In 1920, the Meteorological Office became part of the Air Ministry and Richardson resigned, unable to work for the armed services because of his pacifist beliefs. From then until his retirement, he worked in education. His book on weather prediction was published in 1926 but it was not until the 1950’s and the use of computers that his ideas were taken seriously and his work laid the foundation of present day forecasting.
His many scientific papers and achievements were recognised in 1926 when he was elected to the Royal Society. At the age of 47 he studied at the University of London and added PhD in mathematical psychology to his qualifications. He had decided to apply the strict discipline of mathematics and physics to the study of people. Papers on the quantitive perception of colour, sound and pain followed, but the accepted view then was that such an approach was not valid. Again he was ahead of his time, and these methods are now widely used.
From 1929 until his retirement in 1940, Richardson was Principal of Paisley College of Technology. In 1943 the Richardsons left Paisley and moved to Hillside House in Kilmun where his scientific life carried on. Puzzled by the notion of sudden thoughts, he wondered if they might be prompted by external radiation, and tested this in the tunnels of the Clyde Underground system. His local reputation as a “mad professor” grew. With a small pension, and despite his great achievements, there was little money for luxuries like household help, so he worked hard in the house and garden himself. His great-nephew Professor Julian Hunt remembered visiting Kilmun, and paints a vivid picture of what Hillside House was like in the 1940s and 50s.
“His life was just one extraordinary experiment or investigation. Just entering the house was extraordinary because he had these pipes and wires with chamber pots hanging in stairways to catch dust. He could apply a scientific way of thinking to everything. If he had tracing paper and put it on a sheet of glass with a light underneath to trace something, he would warn you that the heat from the light would change the dimensions of the drawing paper – so watch out!"

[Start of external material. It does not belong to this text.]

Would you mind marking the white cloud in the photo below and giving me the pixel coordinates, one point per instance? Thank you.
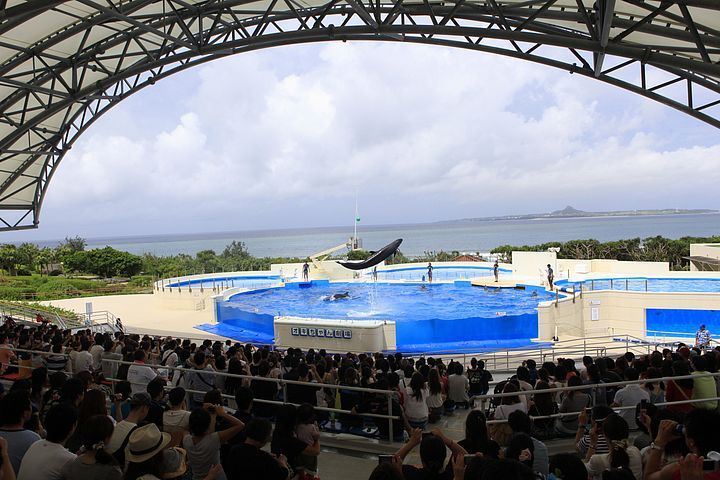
(258, 142)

He remembers a family who lived so frugally that visits to them were a seasonal hazard: in the broadbean season, there were broad beans cooked in different ways for breakfast, lunch and tea. But he also remembers his great-uncle casting parsnips on the waters of the loch to watch the way they dispersed (One of Richardson’s papers in the Journal of Meteorology contains the words: …"we have observed the relative motion of two floating pieces of parsnip”…).
Even painting the house became a kind of Professor Branestawm experiment because Richardson would insist on testing the paints before deciding which one to buy. He had his own little chemistry lab and brought the paint back and poured acid and things into it. The house filled with pungent fumes and he would say we are not having that! This seemed to me to be a way of life which was completely different”
Lewis Fry Richardson died in his sleep at Kilmun on 30th September 1953. Until the end his experiments continued, and he continued to write copious papers on computing, the weather and peace. We can only wonder what his reaction to the arrival of the US nuclear submarine base on his doorstep would have been. This Quaker scientist is worthy of more recognition than he ever received outside the scientific world and Kilmun is proud of the connection to a truly remarkable man.